Secret US robo whispercopters head to 'undisclosed location'
Somewhere with lots of trees, apparently
The US Special Operations Command - SOCOM, America's secret military elite - is to double its fleet of robot whispercopters in coming years, according to reports.
It has also been revealed that eight of the high tech droid kill-choppers will soon go operational as surveillance craft at "an undisclosed location" overseas.
Black helicopter, yes. Men in black not required.
The news comes from Flight International, reporting on an interview with Major Scott Beall of SOCOM. Major Beall is the secret supertroopers' programme manager for the Boeing A160T unmanned helicopter.

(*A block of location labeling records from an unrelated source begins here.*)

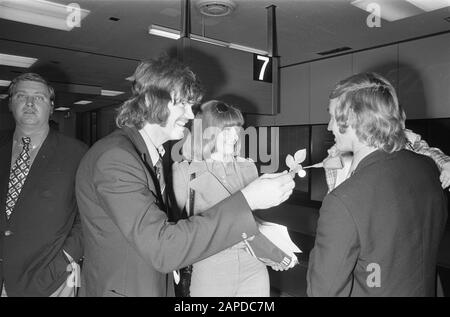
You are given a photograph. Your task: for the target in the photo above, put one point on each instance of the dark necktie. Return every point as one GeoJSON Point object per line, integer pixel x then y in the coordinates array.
{"type": "Point", "coordinates": [160, 175]}
{"type": "Point", "coordinates": [18, 175]}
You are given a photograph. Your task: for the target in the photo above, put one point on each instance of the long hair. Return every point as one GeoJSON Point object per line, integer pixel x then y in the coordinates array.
{"type": "Point", "coordinates": [155, 83]}
{"type": "Point", "coordinates": [213, 116]}
{"type": "Point", "coordinates": [368, 103]}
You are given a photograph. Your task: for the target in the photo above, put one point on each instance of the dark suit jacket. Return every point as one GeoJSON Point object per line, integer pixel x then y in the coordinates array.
{"type": "Point", "coordinates": [45, 219]}
{"type": "Point", "coordinates": [129, 244]}
{"type": "Point", "coordinates": [392, 213]}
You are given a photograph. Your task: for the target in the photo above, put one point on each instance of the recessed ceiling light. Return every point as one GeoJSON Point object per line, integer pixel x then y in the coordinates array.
{"type": "Point", "coordinates": [82, 102]}
{"type": "Point", "coordinates": [62, 109]}
{"type": "Point", "coordinates": [4, 83]}
{"type": "Point", "coordinates": [43, 13]}
{"type": "Point", "coordinates": [111, 93]}
{"type": "Point", "coordinates": [17, 61]}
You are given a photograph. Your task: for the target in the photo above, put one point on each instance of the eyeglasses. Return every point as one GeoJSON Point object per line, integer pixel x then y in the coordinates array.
{"type": "Point", "coordinates": [20, 97]}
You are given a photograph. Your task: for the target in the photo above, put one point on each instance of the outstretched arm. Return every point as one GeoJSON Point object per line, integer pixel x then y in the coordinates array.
{"type": "Point", "coordinates": [416, 144]}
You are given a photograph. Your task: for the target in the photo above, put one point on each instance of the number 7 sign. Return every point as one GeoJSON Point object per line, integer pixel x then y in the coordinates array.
{"type": "Point", "coordinates": [262, 68]}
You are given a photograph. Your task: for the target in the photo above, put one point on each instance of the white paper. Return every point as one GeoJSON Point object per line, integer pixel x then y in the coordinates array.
{"type": "Point", "coordinates": [279, 236]}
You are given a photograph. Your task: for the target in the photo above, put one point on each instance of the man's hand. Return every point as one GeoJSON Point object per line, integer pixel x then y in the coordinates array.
{"type": "Point", "coordinates": [269, 190]}
{"type": "Point", "coordinates": [445, 175]}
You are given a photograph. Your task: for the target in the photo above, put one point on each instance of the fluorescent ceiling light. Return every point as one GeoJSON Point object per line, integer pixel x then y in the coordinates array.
{"type": "Point", "coordinates": [111, 93]}
{"type": "Point", "coordinates": [82, 102]}
{"type": "Point", "coordinates": [247, 49]}
{"type": "Point", "coordinates": [43, 13]}
{"type": "Point", "coordinates": [175, 34]}
{"type": "Point", "coordinates": [389, 10]}
{"type": "Point", "coordinates": [4, 83]}
{"type": "Point", "coordinates": [164, 32]}
{"type": "Point", "coordinates": [208, 40]}
{"type": "Point", "coordinates": [62, 109]}
{"type": "Point", "coordinates": [430, 5]}
{"type": "Point", "coordinates": [17, 61]}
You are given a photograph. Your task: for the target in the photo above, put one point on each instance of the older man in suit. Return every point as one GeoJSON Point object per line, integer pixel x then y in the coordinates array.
{"type": "Point", "coordinates": [39, 223]}
{"type": "Point", "coordinates": [379, 231]}
{"type": "Point", "coordinates": [130, 243]}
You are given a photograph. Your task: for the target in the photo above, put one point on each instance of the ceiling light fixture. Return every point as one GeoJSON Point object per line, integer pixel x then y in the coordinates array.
{"type": "Point", "coordinates": [62, 109]}
{"type": "Point", "coordinates": [111, 93]}
{"type": "Point", "coordinates": [4, 83]}
{"type": "Point", "coordinates": [389, 10]}
{"type": "Point", "coordinates": [43, 13]}
{"type": "Point", "coordinates": [164, 32]}
{"type": "Point", "coordinates": [216, 8]}
{"type": "Point", "coordinates": [82, 102]}
{"type": "Point", "coordinates": [175, 34]}
{"type": "Point", "coordinates": [208, 40]}
{"type": "Point", "coordinates": [428, 5]}
{"type": "Point", "coordinates": [16, 61]}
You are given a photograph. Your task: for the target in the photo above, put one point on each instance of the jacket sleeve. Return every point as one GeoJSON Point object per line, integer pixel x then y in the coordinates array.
{"type": "Point", "coordinates": [335, 251]}
{"type": "Point", "coordinates": [124, 194]}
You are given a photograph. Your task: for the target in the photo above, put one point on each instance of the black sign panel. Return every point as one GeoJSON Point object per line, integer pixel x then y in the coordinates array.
{"type": "Point", "coordinates": [262, 68]}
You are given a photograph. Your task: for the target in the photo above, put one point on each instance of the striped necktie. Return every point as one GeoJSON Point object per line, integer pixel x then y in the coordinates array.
{"type": "Point", "coordinates": [18, 175]}
{"type": "Point", "coordinates": [160, 175]}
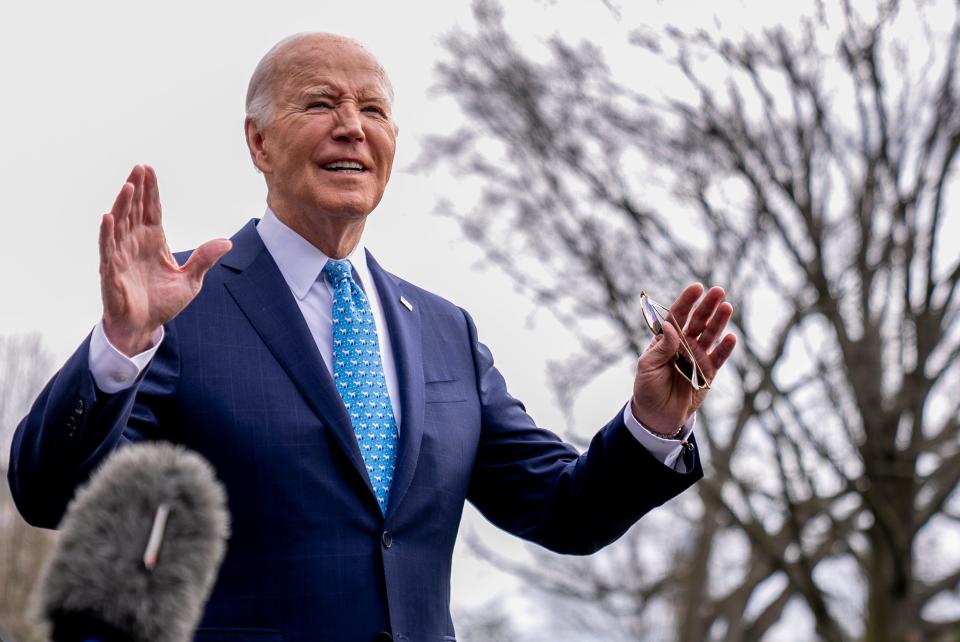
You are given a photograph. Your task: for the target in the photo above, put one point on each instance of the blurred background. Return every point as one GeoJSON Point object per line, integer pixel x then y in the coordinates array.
{"type": "Point", "coordinates": [555, 159]}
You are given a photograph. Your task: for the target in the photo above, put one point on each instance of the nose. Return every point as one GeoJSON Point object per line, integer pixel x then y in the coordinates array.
{"type": "Point", "coordinates": [349, 128]}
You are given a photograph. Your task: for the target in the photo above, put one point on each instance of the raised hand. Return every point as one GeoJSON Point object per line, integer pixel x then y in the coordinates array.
{"type": "Point", "coordinates": [662, 398]}
{"type": "Point", "coordinates": [140, 282]}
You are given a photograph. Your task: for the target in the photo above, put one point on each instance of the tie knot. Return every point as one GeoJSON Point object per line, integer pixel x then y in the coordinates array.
{"type": "Point", "coordinates": [337, 271]}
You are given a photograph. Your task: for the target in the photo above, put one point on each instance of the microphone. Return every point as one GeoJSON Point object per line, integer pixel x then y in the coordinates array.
{"type": "Point", "coordinates": [139, 551]}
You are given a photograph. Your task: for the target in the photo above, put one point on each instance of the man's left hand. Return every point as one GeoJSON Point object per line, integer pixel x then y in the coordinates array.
{"type": "Point", "coordinates": [662, 398]}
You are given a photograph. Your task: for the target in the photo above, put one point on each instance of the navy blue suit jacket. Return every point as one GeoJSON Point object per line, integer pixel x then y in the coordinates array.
{"type": "Point", "coordinates": [239, 379]}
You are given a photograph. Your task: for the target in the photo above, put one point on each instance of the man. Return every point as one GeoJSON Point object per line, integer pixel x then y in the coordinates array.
{"type": "Point", "coordinates": [349, 413]}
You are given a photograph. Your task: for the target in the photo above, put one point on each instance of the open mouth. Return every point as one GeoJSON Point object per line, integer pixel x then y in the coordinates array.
{"type": "Point", "coordinates": [344, 167]}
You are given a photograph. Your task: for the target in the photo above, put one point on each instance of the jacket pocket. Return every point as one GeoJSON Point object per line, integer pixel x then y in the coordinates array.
{"type": "Point", "coordinates": [444, 391]}
{"type": "Point", "coordinates": [231, 634]}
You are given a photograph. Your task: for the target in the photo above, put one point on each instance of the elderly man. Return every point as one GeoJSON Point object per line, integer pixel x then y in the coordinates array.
{"type": "Point", "coordinates": [349, 413]}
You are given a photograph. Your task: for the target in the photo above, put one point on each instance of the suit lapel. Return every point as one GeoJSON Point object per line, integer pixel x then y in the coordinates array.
{"type": "Point", "coordinates": [404, 327]}
{"type": "Point", "coordinates": [264, 297]}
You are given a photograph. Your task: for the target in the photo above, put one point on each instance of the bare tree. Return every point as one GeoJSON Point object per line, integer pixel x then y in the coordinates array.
{"type": "Point", "coordinates": [808, 168]}
{"type": "Point", "coordinates": [24, 367]}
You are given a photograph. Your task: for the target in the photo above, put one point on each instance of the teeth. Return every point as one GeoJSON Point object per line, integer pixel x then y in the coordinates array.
{"type": "Point", "coordinates": [344, 165]}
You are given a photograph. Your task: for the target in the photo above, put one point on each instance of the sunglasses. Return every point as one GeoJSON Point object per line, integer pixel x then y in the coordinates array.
{"type": "Point", "coordinates": [655, 315]}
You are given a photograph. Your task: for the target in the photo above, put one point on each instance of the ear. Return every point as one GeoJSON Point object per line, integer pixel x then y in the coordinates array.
{"type": "Point", "coordinates": [256, 145]}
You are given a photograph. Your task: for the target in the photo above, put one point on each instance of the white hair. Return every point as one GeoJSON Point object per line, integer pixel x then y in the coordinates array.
{"type": "Point", "coordinates": [260, 89]}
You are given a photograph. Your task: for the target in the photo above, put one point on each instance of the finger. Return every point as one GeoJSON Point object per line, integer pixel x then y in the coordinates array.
{"type": "Point", "coordinates": [704, 311]}
{"type": "Point", "coordinates": [715, 325]}
{"type": "Point", "coordinates": [121, 208]}
{"type": "Point", "coordinates": [136, 208]}
{"type": "Point", "coordinates": [151, 192]}
{"type": "Point", "coordinates": [204, 257]}
{"type": "Point", "coordinates": [682, 305]}
{"type": "Point", "coordinates": [723, 351]}
{"type": "Point", "coordinates": [663, 348]}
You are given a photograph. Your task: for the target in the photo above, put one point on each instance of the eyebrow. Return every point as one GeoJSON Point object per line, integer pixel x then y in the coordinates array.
{"type": "Point", "coordinates": [326, 91]}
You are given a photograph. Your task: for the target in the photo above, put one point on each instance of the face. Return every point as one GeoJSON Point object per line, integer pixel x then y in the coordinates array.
{"type": "Point", "coordinates": [328, 147]}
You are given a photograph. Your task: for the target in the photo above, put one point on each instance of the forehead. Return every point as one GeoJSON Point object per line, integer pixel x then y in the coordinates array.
{"type": "Point", "coordinates": [338, 65]}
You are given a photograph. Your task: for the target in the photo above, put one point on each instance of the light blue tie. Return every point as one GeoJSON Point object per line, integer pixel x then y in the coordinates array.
{"type": "Point", "coordinates": [358, 375]}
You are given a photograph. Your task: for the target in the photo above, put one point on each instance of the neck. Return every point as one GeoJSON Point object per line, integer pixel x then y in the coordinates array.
{"type": "Point", "coordinates": [335, 236]}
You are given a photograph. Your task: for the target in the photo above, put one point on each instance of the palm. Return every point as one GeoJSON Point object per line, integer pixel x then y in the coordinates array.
{"type": "Point", "coordinates": [662, 398]}
{"type": "Point", "coordinates": [141, 284]}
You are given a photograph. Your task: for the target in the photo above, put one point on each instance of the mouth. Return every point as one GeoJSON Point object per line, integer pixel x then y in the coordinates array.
{"type": "Point", "coordinates": [344, 167]}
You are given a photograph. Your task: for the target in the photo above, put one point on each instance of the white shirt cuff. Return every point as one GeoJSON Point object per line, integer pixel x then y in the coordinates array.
{"type": "Point", "coordinates": [668, 451]}
{"type": "Point", "coordinates": [112, 370]}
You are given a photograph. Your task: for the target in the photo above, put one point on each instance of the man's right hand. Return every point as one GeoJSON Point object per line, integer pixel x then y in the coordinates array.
{"type": "Point", "coordinates": [140, 282]}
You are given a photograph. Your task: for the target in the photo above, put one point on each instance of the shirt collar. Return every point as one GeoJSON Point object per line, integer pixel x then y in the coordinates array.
{"type": "Point", "coordinates": [300, 262]}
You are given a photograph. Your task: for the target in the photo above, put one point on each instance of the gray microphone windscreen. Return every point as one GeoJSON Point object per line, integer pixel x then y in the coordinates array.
{"type": "Point", "coordinates": [140, 547]}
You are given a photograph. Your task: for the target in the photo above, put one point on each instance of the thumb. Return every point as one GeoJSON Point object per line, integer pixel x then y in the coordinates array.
{"type": "Point", "coordinates": [663, 348]}
{"type": "Point", "coordinates": [204, 257]}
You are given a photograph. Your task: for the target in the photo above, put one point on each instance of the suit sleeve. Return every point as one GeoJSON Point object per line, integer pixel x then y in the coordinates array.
{"type": "Point", "coordinates": [527, 481]}
{"type": "Point", "coordinates": [73, 426]}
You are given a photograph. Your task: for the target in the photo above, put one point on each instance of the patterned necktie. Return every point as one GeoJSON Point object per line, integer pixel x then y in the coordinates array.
{"type": "Point", "coordinates": [358, 375]}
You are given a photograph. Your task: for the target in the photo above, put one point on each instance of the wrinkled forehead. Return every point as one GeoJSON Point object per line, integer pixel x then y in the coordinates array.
{"type": "Point", "coordinates": [335, 62]}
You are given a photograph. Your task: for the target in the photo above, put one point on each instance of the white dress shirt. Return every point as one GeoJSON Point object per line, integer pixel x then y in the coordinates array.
{"type": "Point", "coordinates": [301, 263]}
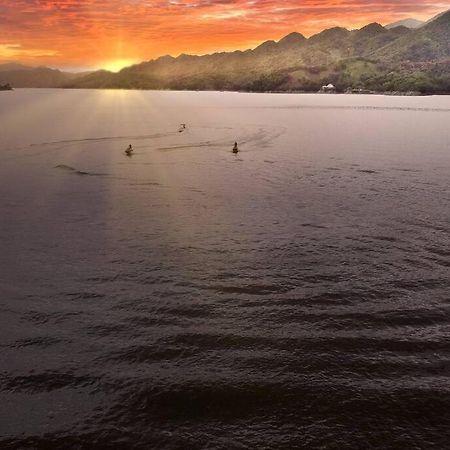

The A160T, as regular Reg readers will recall, is remarkable not so much for being unmanned - there were already other robotic helicopters on offer. Rather, the A160T stands out for its unusual variable-speed rotor tech.
Normal choppers spin their blades at a fixed rate, which simplifies engineering but limits performance. Not so the A160T, which can whirl its rotors fast in the hover but bring revs down in the cruise. Boeing say that this lets it hover out of ground effect* at impressive altitudes - as much as 20,000 feet above sea level, perhaps - and gives it excellent endurance. The A160T is also supposed to be substantially quieter than a normal helicopter.
According to Beall, three of SOCOM's existing A160Ts will deploy next year to "an undisclosed location", there to fly operational missions carrying the FORESTER foliage-penetrating radar. The undisclosed location, then, is one where enemies of America need to be tracked through woods, jungle or similar. The you-never-saw-us-we-aren't-even-here mob are known to be receiving as many as ten A160Ts already on an "extended demonstration" deal: Flight says that they have confirmed they'll acquire 20 more during the years 2012-2017.
In addition to carrying the FORESTER radar and perhaps the ARGUS-IS multiplex spyeye system, some A160Ts will be armed as strike platforms. Others may be used for resupply missions: the little droidcopters can carry an underslung load of over a tonne, reportedly.
Flight says that Major Beall sees the A160T serving in the mainstream US forces as well as in SOCOM. It might compete with the more ordinary military robocopter from Grumman, the Fire Scout: it might also sniff out roadside bombs, or haul battlefield supplies for the US Marines.
There are no routine plans yet for the droid whirlybird to carry people, though it has been suggested that it might evacuate wounded SOCOM operatives or shot-down airmen in emergencies. ®
*At altitude, as in the highlands of Afghanistan, it's common for a helicopter not to be able to achieve a hover until it has "ground effect" from being very close to the surface. Flying along through the air requires significantly less power than hovering.